Eilandhoppen in subtropisch Japan

Gepost in Inspiratie buiten Europa, Reportages | geplaatst door Jurriaan Teulings

De uitgestrekte subtropische archipel Okinawa wordt met regelmaat omschreven als het Hawaii van Japan. Het werd internationaal bekend vanwege het bijzondere dieet, waarmee je met gemak de 100 haalt.

 
Kume is een klein eilandje 100 kilometer ten westen van het hoofdeiland van Okinawa. Het vliegveld is niet veel meer dan een airstrip op een rif. Ik word er opgewacht door mijn gids Hiromitsu, die zich me twee dagen over me zal ontfermen. Omdat zijn Engels niet zo goed is, vertrouwt hij op Google Translate. ’Not perfect,’ zegt hij, terdege bewust van het feit dat Japans zich niet makkelijk letterlijk laat vertalen. Andersom geldt natuurlijk hetzelfde. Aanvankelijk neemt onze communicatie via de app de vorm aan van een conversatie tussen twee buiksprekende orakels. Hiromitsu’s vraag: “heb je veel huid?” had ik niet zien aankomen. En het blijft ook gissen wat hij met “ben je een nat verhaal?” over me te weten hoopte te komen. We zien er allebei de humor van in en leren snel om alles ruim te interpreteren.
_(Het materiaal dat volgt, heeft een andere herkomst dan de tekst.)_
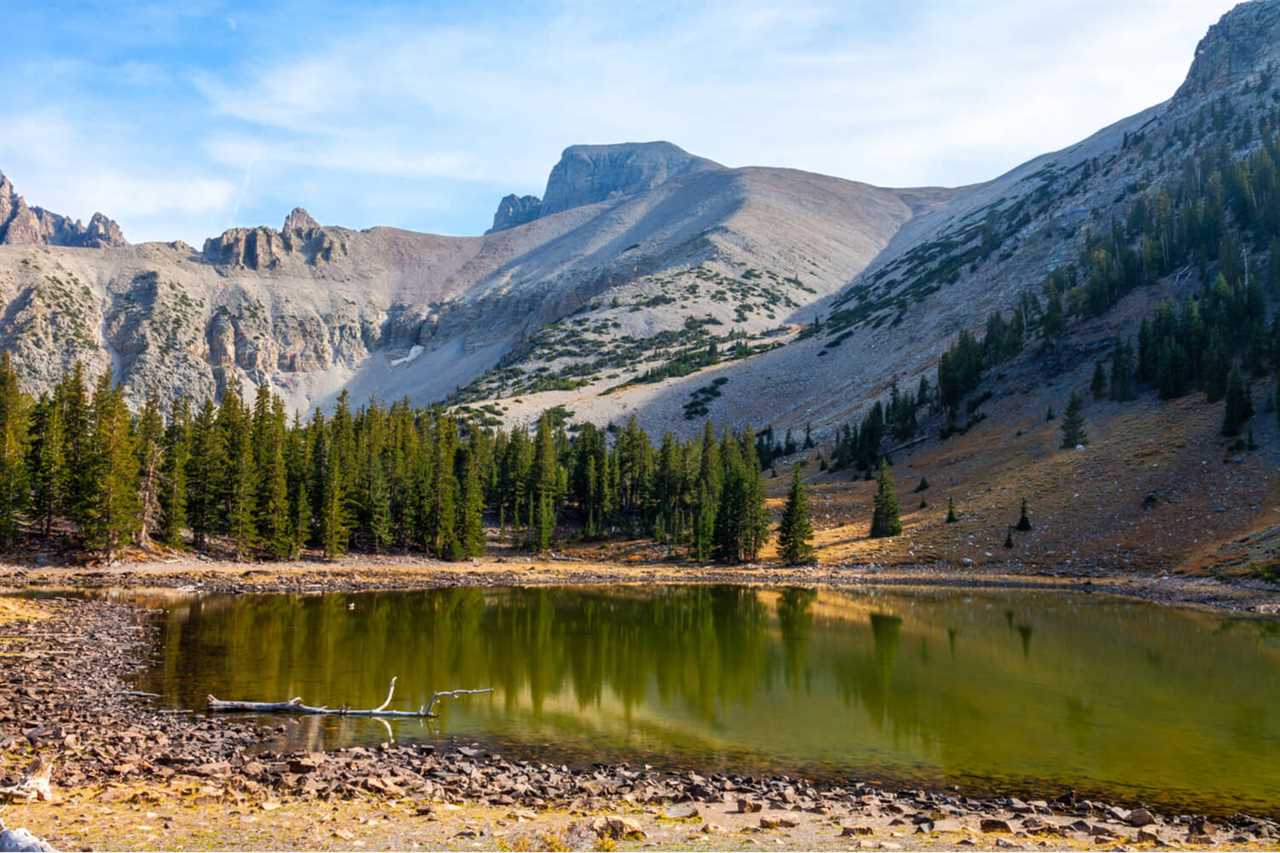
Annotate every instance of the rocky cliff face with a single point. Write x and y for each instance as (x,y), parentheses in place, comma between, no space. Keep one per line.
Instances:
(613,295)
(592,173)
(516,210)
(301,240)
(1243,46)
(24,226)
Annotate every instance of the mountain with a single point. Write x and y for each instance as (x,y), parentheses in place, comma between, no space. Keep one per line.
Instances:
(24,226)
(586,174)
(988,249)
(645,281)
(640,252)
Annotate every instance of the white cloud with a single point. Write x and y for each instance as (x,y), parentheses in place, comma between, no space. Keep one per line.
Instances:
(63,167)
(387,123)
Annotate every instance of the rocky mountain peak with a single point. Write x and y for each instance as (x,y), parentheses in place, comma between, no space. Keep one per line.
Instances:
(22,224)
(515,210)
(298,219)
(592,173)
(1242,46)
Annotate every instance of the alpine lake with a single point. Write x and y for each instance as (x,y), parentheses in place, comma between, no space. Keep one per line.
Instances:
(1028,693)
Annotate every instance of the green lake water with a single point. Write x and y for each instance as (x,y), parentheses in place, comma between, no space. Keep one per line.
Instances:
(1018,692)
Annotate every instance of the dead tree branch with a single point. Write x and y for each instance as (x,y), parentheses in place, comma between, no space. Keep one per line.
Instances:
(297,706)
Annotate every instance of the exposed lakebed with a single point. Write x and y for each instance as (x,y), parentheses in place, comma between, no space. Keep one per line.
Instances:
(990,690)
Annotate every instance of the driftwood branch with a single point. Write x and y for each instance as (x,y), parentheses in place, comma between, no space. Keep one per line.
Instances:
(297,706)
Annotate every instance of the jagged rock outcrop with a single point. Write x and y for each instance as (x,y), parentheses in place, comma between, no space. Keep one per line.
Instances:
(638,259)
(298,219)
(1243,45)
(515,210)
(24,226)
(302,240)
(592,173)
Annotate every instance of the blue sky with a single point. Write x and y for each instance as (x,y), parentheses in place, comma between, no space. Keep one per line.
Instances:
(182,119)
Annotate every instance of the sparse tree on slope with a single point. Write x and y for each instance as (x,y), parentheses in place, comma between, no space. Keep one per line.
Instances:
(1073,423)
(1239,405)
(885,516)
(795,536)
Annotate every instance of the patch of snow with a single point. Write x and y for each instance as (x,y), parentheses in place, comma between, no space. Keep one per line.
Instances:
(414,351)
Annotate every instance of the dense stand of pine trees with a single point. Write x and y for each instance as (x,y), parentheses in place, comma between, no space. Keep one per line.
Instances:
(374,479)
(1220,219)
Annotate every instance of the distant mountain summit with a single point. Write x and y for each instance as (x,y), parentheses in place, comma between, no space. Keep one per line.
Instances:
(588,174)
(1243,45)
(641,282)
(24,226)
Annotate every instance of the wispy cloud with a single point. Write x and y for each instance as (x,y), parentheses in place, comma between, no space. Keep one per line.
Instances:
(421,117)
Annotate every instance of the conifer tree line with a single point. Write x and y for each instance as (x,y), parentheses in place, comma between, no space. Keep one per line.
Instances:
(373,479)
(1219,218)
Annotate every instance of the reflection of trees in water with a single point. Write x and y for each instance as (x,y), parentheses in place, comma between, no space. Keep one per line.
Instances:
(698,646)
(1024,632)
(707,653)
(795,623)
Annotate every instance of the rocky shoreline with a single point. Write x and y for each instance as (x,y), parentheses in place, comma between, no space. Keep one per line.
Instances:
(1242,596)
(67,711)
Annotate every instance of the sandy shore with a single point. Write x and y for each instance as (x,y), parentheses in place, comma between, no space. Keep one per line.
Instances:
(374,573)
(128,775)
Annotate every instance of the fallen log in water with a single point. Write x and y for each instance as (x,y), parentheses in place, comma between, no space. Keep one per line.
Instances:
(297,706)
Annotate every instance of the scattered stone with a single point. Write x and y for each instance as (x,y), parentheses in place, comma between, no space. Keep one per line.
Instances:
(681,812)
(1139,817)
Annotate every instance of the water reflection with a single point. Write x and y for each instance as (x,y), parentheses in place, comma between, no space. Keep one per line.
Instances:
(1114,697)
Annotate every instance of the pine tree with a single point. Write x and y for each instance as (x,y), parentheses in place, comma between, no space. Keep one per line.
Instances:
(77,427)
(241,488)
(471,506)
(1024,521)
(112,509)
(885,516)
(208,461)
(13,452)
(795,534)
(544,486)
(150,450)
(330,507)
(173,475)
(707,495)
(1239,405)
(1100,382)
(1073,423)
(298,465)
(379,501)
(444,488)
(274,520)
(46,463)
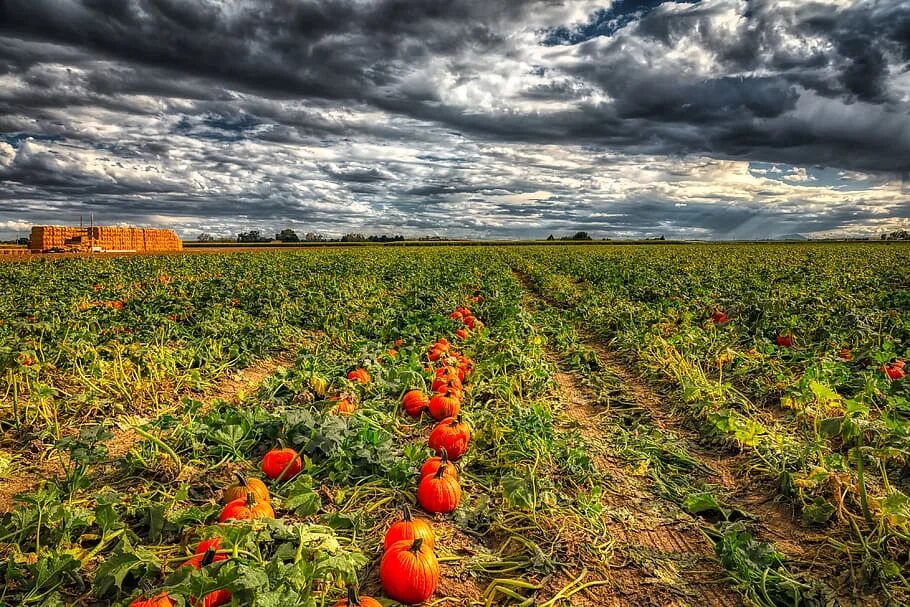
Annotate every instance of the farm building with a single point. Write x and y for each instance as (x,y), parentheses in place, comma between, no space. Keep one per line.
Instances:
(102,238)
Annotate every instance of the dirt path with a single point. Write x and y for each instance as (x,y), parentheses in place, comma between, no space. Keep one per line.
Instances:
(33,467)
(775,522)
(660,558)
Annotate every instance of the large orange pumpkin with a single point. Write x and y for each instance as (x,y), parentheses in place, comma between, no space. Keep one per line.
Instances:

Uit zijn mededeling “Kume is oud vaak” maak ik bijvoorbeeld op dat er veel oude mensen op het eiland wonen.

Een van de weinige zaken waarmee Okinawa internationaal bekend staat is het feit dat nergens ter wereld een bevolking zo lang leeft. Experts houden het op een combinatie van het milde klimaat, dieet (veel groente, weinig zuivel en vlees) en hechte sociale banden (vrienden uit de kleuterschool zijn vrienden voor het leven). Als we vlak na aankomst even gaan lunchen bij het Cypress resort staat er echter meteen een grote biefstuk op het menu. Dat daar weinig Japans aan is, is de bedoeling: dit is een vakantieresort, en Japanners willen ook wel eens wat anders eten dan sobanoodles en sushi. Dat neemt overigens niet weg dat ik juist de lokale specialiteiten uit wil proberen. “Later,” belooft Hiromitsu. Eerst ontmoeten we de manager, een grote vriendelijke man die net als Hiromitsu gekleed gaat in een blauwe broek met een los roze hemd er overheen. Hij maakt duidelijk dat hij en Hiromitsu eigenlijk geen Japanners zijn. Ja, de archipel hoort sinds het einde van de 19e eeuw tot Japan, maar zij voelen zich in de eerste plaats Okinawanen. Er is inderdaad een merkbaar verschil: de mannen zijn informeler, jovialer, en minder verlegen dan ik van Japanners gewend ben.

 
De twee dagen die ik doorbreng op het eiland zijn precies genoeg voor een ontspannen bezoek. Het eilandje is klein en telt een permanente bevolking van slechts 8300 zielen. Je rijdt er in een halfuurtje rond. Het groene, subtropische landschap wordt her en der onderbroken door vulkanische rotsformaties en heuvels; we beklimmen er eentje met de schamele restanten van een middeleeuws kasteel.

 
Even verderop bezoeken we een zijdefabriekje, waar dames met mondkapjes een populatie zijderupsen beheren die mij doen denken aan een Bijbelse plaag, en een garnalenkwekerij waar men stomverbaasd is als ik het aanbod om in een enorme levende garnaal te bijten vriendelijk afwijs. Een fietstour tussen de suikerrietplantages en traditionele huisjes brengt me wat dichter bij het lokale leven buiten het afgeschermde wereldje van de resorts. Een vaste prik op het programma is ook een relaxt middagje op Hatenohama, een hagelwitte zandbank vlak buiten de kust. Op de heen- en terugweg spotten we zeeschildpadden door de glazen bodem van de boot. Ik logeer in het Kume Island Resort en lunch bij het nabijgelegen Eef Beach, waar een duidelijk Hawaii-thema is doorgevoerd, ondersteund door hulamuziek. Maar het wordt pas echt interessant als Hiromitsu me uitnodigt om een avondje met zijn vrienden door te brengen in een lokaal restaurant.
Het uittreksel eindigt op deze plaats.